Computation of Connected Component in Graphs with Spark

January 10, 2024 17 minute read

Implementation of the “CCF: Fast and Scalable Connected Component Computation in MapReduce” paper with Spark. Study of its scalability on several datasets using various clusters’ sizes on Databricks and Google Cloud Platform (GCP)

Abstract

A graph is a mathematical structure used to model pairwise relations between objects. It is made up of vertices (also called nodes or points) which are connected by edges (also called links or lines).
Many practical problems can be represented by graphs: they can be used to model many types of relations and processes in physical, biological, social and information systems. Finding connected components in a graph is a wellknown problem in a wide variety of application areas. For that purpose; in 2014, H. Kardes, S. Agrawal, X. Wang and A. Sun published “CCF: Fast and scalable connected component computation in MapReduce”. Hadoop MapReduce introduced a new paradigm: a programming model for processing big data sets in a parallel and in a distributed way on a cluster, it involves many read/write operations. On the contrary, by running as many operations as possible in-memory - few years later - Spark has proven to be much more faster and has become de-facto a new standard.
In this study, we explain the algorithm and main concepts behind CCF. Then we make a PySpark inplementatoin. And finally we analyze the scalability of our solution applied on datasets of increasing sizes. The computations are realised on a cluster also of an increasing number of nodes in order to see the evolution of the calculation time. We’ve used the Databricks community edition and Google Cloud Dataproc.

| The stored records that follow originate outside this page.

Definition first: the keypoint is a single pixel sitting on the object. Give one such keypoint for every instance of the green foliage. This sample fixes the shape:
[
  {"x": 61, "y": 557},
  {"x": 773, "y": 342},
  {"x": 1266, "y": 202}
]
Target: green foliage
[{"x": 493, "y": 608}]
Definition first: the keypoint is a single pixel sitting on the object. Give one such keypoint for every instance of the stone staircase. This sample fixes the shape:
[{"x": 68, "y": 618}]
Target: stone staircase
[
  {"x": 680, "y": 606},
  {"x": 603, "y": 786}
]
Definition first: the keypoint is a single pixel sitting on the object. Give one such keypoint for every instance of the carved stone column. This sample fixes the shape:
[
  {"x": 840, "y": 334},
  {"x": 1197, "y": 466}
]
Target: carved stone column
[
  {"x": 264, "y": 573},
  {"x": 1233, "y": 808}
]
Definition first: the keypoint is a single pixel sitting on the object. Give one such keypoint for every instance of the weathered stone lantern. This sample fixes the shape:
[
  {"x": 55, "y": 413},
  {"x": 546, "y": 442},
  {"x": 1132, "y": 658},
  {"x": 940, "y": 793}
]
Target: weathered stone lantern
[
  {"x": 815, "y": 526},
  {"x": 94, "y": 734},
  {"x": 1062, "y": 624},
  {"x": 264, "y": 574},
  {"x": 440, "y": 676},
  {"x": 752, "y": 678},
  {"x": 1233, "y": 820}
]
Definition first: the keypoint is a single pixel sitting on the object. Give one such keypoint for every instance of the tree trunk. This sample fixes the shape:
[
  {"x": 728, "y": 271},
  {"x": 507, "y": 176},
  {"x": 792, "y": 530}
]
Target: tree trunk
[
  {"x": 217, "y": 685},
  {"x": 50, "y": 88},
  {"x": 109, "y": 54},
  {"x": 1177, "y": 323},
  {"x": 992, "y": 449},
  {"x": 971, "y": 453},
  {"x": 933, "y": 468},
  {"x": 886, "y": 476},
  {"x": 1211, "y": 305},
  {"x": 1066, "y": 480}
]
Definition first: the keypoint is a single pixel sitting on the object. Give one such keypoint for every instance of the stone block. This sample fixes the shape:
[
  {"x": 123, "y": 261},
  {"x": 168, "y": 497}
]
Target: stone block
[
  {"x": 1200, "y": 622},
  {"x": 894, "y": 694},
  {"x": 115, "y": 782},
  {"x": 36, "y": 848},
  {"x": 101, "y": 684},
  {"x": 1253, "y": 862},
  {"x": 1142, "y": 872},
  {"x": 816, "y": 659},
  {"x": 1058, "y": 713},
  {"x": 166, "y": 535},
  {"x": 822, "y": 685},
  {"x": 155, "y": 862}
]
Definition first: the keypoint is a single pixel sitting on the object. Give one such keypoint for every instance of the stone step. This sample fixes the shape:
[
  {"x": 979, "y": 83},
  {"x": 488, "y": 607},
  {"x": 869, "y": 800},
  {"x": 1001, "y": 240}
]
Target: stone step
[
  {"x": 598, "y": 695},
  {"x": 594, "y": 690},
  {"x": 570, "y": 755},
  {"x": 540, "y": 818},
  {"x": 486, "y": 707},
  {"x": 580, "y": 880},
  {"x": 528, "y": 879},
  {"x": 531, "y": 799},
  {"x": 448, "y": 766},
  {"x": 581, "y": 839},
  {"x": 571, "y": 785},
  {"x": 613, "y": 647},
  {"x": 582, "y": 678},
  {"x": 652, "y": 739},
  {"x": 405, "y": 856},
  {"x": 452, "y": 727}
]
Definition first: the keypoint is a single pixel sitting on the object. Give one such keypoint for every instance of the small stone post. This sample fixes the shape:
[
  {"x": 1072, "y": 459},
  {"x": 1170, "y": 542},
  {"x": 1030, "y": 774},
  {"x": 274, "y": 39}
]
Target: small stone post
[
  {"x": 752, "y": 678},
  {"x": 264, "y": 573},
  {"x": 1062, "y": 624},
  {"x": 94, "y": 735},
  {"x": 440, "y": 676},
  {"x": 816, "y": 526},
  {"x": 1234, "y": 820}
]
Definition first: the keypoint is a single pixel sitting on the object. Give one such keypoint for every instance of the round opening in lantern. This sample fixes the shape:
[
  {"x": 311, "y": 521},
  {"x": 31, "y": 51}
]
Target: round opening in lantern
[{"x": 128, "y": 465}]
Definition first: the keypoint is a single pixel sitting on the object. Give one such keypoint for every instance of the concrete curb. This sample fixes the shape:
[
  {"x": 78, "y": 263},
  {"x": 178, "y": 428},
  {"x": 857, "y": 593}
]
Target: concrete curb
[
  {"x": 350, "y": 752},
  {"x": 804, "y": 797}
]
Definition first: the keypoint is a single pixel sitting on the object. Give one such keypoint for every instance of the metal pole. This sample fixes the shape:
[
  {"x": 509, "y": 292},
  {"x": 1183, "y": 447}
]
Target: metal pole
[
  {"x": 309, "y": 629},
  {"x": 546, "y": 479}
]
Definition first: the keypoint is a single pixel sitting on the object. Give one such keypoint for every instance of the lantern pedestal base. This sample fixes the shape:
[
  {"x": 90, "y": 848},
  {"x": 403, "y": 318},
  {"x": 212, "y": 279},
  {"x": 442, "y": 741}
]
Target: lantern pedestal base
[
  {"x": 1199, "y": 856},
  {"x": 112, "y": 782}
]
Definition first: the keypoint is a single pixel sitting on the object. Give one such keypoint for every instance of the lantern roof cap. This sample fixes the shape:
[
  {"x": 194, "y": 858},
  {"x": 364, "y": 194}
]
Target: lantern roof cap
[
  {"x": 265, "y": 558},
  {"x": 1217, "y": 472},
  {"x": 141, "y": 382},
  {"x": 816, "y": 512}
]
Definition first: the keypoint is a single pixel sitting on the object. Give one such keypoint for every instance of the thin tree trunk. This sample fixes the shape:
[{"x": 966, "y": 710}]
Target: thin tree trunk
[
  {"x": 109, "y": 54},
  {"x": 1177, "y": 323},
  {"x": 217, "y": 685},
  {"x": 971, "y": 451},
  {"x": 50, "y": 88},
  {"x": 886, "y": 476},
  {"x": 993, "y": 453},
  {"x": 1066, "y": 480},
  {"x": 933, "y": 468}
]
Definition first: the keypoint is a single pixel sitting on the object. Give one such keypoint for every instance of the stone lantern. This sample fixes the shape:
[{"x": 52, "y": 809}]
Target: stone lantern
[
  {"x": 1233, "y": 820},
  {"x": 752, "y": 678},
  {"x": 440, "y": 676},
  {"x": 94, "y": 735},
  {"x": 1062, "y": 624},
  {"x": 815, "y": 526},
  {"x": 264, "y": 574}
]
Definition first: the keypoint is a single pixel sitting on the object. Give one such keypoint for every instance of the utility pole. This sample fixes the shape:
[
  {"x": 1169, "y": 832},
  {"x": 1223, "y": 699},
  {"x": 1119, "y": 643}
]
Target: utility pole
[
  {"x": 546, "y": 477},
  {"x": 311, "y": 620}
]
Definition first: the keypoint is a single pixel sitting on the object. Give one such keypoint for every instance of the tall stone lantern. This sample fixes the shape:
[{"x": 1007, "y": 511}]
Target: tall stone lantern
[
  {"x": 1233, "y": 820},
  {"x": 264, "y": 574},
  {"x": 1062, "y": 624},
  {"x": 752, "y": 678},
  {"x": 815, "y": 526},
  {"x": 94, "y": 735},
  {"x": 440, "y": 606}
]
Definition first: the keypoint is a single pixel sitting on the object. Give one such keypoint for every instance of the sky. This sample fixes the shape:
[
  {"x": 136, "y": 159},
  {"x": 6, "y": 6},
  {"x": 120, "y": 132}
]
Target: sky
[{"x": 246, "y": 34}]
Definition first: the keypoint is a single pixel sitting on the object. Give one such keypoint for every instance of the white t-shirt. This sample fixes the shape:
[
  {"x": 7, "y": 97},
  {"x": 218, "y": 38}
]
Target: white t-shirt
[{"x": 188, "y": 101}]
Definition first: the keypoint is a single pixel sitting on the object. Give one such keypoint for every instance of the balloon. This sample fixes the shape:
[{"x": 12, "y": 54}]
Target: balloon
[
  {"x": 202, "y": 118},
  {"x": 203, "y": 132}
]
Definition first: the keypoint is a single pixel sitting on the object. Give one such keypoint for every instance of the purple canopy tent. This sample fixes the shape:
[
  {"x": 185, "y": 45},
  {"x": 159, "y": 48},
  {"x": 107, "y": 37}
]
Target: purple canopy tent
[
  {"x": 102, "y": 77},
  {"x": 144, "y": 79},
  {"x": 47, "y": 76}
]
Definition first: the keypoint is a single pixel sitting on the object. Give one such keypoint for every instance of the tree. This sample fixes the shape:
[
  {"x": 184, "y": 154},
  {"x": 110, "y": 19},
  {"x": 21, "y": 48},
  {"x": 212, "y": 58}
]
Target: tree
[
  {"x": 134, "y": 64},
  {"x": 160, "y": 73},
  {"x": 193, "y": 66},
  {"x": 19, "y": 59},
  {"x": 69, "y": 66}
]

Description of the CCF algorithm

Connected component definition

First, let’s give a formal definition in graph theory context:

V is the set of vertices
and E is the set of edges
G = (V,E) be an undirected graph

Properties

C = (C1,C2, …,Cn) is the set of disjoint connected components in this graph
(C1 U C2 U … U Cn) = V
(C1 intersect C2 intersect … intersect Cn) = void.
For each connected component Ci in C, there exists a path in G between any two vertices vk and vl where (vk, vl) in Ci.
Additionally, for any distinct connected component (Ci,Cj) in C, there is no path between any pair vk and vl where vk in Ci, vl in Cj.

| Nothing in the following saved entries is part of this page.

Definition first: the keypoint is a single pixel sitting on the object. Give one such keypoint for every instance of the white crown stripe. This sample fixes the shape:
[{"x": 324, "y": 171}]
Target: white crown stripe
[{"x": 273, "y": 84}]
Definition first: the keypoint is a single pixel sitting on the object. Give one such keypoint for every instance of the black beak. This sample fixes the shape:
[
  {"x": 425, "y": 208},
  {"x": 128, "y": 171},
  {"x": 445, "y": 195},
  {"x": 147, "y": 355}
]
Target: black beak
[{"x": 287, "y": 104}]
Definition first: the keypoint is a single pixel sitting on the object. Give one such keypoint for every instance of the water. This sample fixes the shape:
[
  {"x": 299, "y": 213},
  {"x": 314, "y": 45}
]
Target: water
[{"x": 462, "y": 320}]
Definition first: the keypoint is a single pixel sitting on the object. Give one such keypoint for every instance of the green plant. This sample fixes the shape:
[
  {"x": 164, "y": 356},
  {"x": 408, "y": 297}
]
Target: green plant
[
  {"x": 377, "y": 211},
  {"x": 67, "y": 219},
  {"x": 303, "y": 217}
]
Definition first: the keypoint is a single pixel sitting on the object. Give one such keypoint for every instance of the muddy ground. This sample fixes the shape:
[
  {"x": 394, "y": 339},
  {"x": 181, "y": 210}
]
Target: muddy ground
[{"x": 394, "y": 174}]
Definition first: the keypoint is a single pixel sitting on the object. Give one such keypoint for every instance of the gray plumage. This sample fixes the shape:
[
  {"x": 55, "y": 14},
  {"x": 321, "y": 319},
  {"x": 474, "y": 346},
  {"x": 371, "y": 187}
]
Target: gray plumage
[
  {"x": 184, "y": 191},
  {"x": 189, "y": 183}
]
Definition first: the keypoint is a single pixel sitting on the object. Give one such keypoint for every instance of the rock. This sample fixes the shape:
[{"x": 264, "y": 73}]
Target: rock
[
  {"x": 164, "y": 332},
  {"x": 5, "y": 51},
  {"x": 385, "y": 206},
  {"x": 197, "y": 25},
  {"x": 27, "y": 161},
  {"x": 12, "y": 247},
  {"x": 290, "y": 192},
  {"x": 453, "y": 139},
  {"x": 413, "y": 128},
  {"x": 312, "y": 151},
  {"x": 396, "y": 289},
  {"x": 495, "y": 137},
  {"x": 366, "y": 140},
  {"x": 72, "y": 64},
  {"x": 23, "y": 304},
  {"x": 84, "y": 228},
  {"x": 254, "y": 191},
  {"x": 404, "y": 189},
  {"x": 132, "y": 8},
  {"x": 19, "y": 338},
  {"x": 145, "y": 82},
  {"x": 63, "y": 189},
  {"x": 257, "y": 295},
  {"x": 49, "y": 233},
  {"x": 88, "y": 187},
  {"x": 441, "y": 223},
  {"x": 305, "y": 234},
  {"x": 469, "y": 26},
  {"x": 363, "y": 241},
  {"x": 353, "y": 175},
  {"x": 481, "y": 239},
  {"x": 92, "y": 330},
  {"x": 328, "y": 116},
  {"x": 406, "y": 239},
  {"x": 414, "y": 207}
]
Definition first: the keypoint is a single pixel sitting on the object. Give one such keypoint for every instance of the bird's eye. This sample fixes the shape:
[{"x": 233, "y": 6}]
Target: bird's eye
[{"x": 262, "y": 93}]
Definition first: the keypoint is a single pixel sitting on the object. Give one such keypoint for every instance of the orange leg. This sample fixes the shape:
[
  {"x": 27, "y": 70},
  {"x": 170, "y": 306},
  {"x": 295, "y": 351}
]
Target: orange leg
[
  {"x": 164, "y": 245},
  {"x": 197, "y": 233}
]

Thus, problem of finding all connected components in a graph is finding the C satisfying the above conditions.

Global methodology

Here is how CCF works:

it takes as input a list of all the edges.
it returns as an output the mapping (i.e a table) from each node to its corresponding componentID (i.e the smallest node id in each connected component it belongs to)

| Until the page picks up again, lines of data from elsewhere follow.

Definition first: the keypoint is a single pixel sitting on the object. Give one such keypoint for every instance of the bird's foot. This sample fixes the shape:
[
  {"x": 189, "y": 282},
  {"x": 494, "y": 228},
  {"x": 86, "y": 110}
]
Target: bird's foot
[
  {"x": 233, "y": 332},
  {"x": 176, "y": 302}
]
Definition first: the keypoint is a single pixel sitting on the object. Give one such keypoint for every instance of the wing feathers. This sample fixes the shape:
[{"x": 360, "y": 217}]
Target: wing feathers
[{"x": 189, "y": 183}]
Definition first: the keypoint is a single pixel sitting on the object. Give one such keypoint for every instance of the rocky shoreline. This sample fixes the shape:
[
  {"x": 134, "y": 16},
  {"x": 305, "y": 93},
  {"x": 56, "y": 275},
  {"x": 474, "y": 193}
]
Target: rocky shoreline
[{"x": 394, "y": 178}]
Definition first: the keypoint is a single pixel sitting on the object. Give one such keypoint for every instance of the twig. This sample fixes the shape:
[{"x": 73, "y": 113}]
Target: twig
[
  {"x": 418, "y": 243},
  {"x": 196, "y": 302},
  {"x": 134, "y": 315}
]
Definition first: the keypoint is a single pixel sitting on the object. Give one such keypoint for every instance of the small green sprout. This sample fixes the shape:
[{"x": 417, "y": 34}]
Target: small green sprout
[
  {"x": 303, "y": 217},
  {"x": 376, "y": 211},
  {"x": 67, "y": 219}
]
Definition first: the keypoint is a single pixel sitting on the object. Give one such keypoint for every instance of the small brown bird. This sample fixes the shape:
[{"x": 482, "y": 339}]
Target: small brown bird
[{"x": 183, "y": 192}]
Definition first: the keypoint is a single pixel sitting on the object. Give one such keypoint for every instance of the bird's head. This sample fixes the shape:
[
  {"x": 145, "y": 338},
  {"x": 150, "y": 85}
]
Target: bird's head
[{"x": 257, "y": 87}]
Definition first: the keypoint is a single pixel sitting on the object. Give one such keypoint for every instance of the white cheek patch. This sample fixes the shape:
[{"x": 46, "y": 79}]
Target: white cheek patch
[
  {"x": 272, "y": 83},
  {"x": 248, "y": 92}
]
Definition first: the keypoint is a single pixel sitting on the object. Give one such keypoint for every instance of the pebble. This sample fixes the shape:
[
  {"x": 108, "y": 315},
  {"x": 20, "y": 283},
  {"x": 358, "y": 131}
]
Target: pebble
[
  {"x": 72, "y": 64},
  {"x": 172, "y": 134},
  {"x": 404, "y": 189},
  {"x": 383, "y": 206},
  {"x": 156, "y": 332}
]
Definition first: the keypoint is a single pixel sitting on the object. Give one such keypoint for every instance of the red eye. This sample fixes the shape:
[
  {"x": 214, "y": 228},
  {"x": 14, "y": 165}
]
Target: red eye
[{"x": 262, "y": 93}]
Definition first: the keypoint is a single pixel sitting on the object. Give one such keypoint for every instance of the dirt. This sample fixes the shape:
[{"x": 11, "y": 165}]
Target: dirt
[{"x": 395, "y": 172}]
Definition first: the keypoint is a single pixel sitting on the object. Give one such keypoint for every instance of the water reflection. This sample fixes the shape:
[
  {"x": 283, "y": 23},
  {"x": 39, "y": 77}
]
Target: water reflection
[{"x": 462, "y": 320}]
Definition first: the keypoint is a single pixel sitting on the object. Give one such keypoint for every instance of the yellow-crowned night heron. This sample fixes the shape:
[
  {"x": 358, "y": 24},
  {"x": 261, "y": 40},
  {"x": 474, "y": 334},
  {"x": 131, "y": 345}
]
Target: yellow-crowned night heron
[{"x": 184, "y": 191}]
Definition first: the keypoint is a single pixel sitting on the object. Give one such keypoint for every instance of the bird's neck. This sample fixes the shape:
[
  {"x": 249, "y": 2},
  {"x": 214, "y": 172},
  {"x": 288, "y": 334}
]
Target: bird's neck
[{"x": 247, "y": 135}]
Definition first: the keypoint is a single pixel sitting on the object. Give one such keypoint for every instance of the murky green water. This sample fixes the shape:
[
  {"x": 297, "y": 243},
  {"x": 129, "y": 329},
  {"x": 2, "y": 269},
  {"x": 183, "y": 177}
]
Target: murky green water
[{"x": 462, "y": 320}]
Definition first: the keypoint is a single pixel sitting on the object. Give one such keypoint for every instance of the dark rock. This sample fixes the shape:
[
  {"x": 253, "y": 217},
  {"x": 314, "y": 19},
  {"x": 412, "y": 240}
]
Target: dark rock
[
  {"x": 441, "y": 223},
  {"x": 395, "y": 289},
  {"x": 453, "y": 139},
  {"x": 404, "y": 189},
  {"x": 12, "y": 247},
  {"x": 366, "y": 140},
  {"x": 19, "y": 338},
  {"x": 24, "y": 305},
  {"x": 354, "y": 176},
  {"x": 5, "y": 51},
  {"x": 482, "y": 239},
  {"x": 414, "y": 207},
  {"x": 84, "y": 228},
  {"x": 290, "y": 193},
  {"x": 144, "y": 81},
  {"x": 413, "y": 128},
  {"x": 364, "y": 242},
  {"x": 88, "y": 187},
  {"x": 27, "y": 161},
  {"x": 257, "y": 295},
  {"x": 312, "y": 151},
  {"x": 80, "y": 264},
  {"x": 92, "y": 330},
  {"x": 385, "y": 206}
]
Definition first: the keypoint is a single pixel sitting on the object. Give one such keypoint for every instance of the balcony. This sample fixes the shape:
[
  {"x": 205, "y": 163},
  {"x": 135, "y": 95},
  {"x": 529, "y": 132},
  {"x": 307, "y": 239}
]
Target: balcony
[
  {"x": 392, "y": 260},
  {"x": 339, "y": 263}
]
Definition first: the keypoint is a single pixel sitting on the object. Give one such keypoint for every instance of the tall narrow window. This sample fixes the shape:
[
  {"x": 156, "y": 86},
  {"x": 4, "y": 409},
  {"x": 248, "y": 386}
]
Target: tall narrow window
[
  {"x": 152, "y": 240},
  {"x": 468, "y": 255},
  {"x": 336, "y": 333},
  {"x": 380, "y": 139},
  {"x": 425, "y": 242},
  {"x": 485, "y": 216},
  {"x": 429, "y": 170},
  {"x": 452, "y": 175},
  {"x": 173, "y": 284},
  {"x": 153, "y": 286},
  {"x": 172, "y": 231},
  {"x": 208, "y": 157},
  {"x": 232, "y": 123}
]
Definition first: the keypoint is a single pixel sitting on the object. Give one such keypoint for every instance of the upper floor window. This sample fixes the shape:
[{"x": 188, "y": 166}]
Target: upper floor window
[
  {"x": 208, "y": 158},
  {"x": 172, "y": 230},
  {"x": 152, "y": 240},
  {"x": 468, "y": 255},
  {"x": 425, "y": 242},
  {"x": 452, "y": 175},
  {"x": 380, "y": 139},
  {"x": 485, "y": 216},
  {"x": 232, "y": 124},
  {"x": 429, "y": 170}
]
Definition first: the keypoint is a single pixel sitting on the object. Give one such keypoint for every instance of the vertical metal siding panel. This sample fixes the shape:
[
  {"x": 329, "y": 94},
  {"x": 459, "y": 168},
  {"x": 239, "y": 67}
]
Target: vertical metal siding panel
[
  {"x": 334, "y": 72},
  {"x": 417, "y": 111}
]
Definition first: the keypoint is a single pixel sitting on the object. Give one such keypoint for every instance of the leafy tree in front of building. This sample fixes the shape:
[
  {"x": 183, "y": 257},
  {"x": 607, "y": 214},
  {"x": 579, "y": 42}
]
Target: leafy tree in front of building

To this end, the following chain of operations take place:

image info

Two jobs run iteratively till we don’t find any new connected peer attached to the existing components:

CCF-Iterate

This job generates an adjacency lists AL = (a1, a2, …, an) for each node v i.e the list of new nodes belonging to the same connected component. Each time, the node id is eventually updated in case of a new peer node with an id that become the new minimum.
If there is only one node in AL, it means we will generate the pair that we have in previous iteration. However, if there is more than one node in AL, it means that the process is not completed yet: an other iteration is needed to find other peers.

CCF-Dedup

During the CCF-Iterate job, the same pair might be emitted multiple times. The second job, CCF-Dedup, just deduplicates the output of the CCF-Iterate job in order to improve the algorithm’s efficiency.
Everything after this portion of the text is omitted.